Businessman and St Vincent de Paul volunteer went on robbing spree in nightclub

November 28, 2017

A businessman who works voluntarily with St Vincent de Paul has been ordered to pay his own charity €1,000 after going on a stealing spree at a nightclub.

Gearoid Knight stole two iPhones, a lady’s handbag and bank cards during a disco in Co Donegal.

Knight, who manages a staff of 25 people at a service station in Co Laois, stole the handbag and then went into the toilets of the Voodoo in Letterkenny and emptied out the contents.

He stuffed the gold handbag down the back of the toilet.

However, what Knight did not know was that the owner of the handbag, Justine Fisher had spotted him stealing the bag.

When 25-year-old Knight emerged from the toilet, he was apprehended by security staff.

The accused, of Old Pound, Ballybrittas, Co Laois, appeared at Letterkenny District Court charged with a range of offences including stealing goods and handling stolen goods on November 11th last.

The court was told that Knight, who had no previous convictions, was attending a friend’s birthday party in Letterkenny.

He said he had no explanation as to why he stole the items but said he had too much to drink.

However, Judge Paul Kelly said there was some element of pre-planning to it.

He told Knight that if any one of his 25 employees had stolen from his company then they would be let go.

He told Knight’s solicitor, Mr Kieran Dillon “I’m trying to get into the mindset of somebody with all your client’s advantages and background that would make him take a handbag two phones and bank cards.

“There was an element here of planning or preparation to this. It didn’t just fall into his lap. There was a conscious set of actions.”

Solicitor Mr Dillon said his client’s parents were also heavily involved with St Vincent de Paul.

“He is embarrassed and ashamed of what happened.
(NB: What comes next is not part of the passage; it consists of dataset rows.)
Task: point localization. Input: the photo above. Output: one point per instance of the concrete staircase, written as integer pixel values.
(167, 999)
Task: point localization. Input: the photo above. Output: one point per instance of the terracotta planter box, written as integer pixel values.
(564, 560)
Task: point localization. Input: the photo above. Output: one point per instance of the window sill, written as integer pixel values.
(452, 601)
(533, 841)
He is here and is anxious to plead guilty. He had been drinking a lot more than he normally would.

“He is heavily involved in the community and this is something is simply can’t explain. He is very anxious to make amends.”

The court was also told that another victim, Mr Ian Reid, claimed that a bank card which he had in his pocket had been later found in Knight’s wallet.

Judge Kelly said that because the accused had no previous convictions and that he had met the charge at the first possible opportunity, he would deal with the charges in a certain way.

He ordered Knight to pay a donation of €1,000 to St Vincent de Paul in Letterkenny and struck out the charges.